ABOUT THE LIGHTING RESEARCH CENTER
The Lighting Research Center (LRC) is part of Rensselaer Polytechnic Institute
of Troy, N.Y., and is the leading university-based research center devoted to
lighting. The LRC offers the world's premier graduate education in lighting,
including one- and two-year master's programs and a Ph.D. program. Since 1988
the LRC has built an international reputation as a reliable source for objective
information about lighting technologies, applications, and products. The LRC
also provides training programs for government agencies, utilities, contractors,
lighting designers, and other lighting professionals. Visit http://www.lrc.rpi.edu.

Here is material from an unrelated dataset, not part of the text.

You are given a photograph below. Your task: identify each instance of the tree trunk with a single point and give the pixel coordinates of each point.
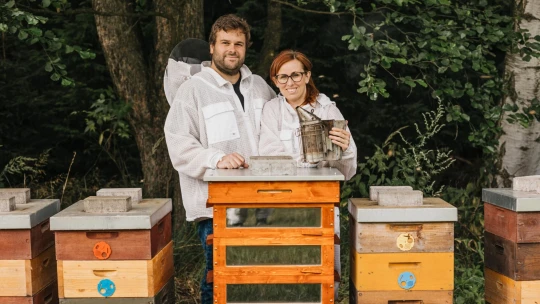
(138, 78)
(520, 147)
(272, 39)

ABOUT RENSSELAER POLYTECHNIC INSTITUTE
Rensselaer Polytechnic Institute, founded in 1824, is the nation's oldest
technological university. The university offers bachelor's, master's, and
doctoral degrees in engineering, the sciences, information technology,
architecture, management, and the humanities and social sciences. Institute
programs serve undergraduates, graduate students, and working professionals
around the world. Rensselaer faculty are known for pre-eminence in research
conducted in a wide range of fields, with particular emphasis in biotechnology,
nanotechnology, information technology, and the media arts and technology. The
Institute is well known for its success in the transfer of technology from the
laboratory to the marketplace so that new discoveries and inventions benefit
human life, protect the environment, and strengthen economic development.